Japan has a very large chip to put on the table during negotiations: a massive reparations package for Japan’s occupation of the Korean peninsula during the first half of the 20th Century. North Korea has demanded reparations from the “Japanese imperialists” for many years. A reparations deal was on the table during Prime Minister Koizumi’s 2002 trip to Pyongyang, but it collapsed in part due to the abductee issue.

Prime Minister Abe might not like the domestic political ramifications of agreeing to reparations now, and it would also be very difficult to maintain the pressure of sanctions on North Korea if any such arrangement was made, but it seems almost inevitable that Kim will repeat the demand if he meets with Abe.

Japan Today anticipates Abe “will likely tell Kim that Japan is ready to move beyond the countries’ ‘unfortunate past,’ normalize bilateral ties and provide economic support after the comprehensive resolution of outstanding issues including North Korea’s nuclear and missile programs, and the abductions.” Abe will need to brace himself for whatever Kim Jong-un claims is necessary to move beyond the unfortunate past and be ready with counter-proposals.

Japan Today also notes that a group of Japanese abductee families advised Abe not to rush into a summit meeting with Kim, judging it “early for the prime minister to go and negotiate various matters while nothing is decided.”

Japan, of course, has security concerns to address with North Korea beyond the abductees. The Kim regime’s last few provocative ballistic missile tests delivered their provocations by flying through Japanese airspace, prompting Japan to hold civilian missile attack safety drills for the first time.

The Japanese have expressed concern about President Trump’s proposal to halt U.S.-South Korea military drills. Abe’s administration has emphasized the importance of those exercises in preserving the security of the entire region, presumably because a number of bad actors beyond North Korea’s borders are treated to an intimidating display of how quickly and effectively the U.S. military can project power across eastern Asia.

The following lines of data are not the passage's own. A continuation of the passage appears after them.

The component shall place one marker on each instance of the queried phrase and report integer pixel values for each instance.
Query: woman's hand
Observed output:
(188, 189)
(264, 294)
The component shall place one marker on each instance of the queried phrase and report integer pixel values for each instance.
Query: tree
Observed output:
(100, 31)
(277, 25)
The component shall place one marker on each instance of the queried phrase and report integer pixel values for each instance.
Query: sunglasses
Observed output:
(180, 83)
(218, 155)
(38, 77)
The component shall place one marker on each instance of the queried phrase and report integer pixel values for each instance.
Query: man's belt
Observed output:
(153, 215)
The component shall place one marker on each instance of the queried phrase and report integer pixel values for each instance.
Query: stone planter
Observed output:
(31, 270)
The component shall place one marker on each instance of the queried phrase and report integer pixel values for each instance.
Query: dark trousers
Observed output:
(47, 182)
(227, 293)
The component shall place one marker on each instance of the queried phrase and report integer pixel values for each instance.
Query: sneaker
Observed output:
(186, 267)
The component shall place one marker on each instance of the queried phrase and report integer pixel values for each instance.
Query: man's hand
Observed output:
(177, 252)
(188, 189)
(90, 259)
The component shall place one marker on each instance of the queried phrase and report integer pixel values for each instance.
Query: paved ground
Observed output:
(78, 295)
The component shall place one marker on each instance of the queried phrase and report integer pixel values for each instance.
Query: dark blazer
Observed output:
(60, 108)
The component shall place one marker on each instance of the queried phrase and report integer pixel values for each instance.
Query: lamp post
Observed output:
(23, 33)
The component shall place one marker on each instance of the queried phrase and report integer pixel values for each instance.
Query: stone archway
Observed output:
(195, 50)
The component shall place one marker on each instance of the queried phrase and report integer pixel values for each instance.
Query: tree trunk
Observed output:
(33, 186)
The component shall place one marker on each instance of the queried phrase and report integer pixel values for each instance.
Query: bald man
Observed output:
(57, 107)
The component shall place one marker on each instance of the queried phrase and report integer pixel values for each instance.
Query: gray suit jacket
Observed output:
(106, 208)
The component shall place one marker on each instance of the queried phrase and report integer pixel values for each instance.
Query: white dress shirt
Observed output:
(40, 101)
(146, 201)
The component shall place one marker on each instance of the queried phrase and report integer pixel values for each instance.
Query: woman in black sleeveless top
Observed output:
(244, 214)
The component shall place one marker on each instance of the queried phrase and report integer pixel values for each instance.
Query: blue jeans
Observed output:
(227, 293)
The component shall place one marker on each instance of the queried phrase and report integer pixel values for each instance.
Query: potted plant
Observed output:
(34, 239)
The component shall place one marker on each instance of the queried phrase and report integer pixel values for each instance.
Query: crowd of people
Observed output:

“Frankly speaking, I’m stunned. This is going to affect Japan’s security significantly. We must confirm his intentions,” said Japanese Senior Vice Foreign Minister Masahisa Sato after Trump said the wargames would be suspended.

Kyodo News on Wednesday quoted a Defense Ministry source who grumbled, “The unpredictable Mr. Trump has created a stir on a matter we had not expected.” The same report quoted a senior U.S. military official who said military exercises might be relocated to Japan from South Korea rather than canceled outright, particularly those involving long-range nuclear bombers.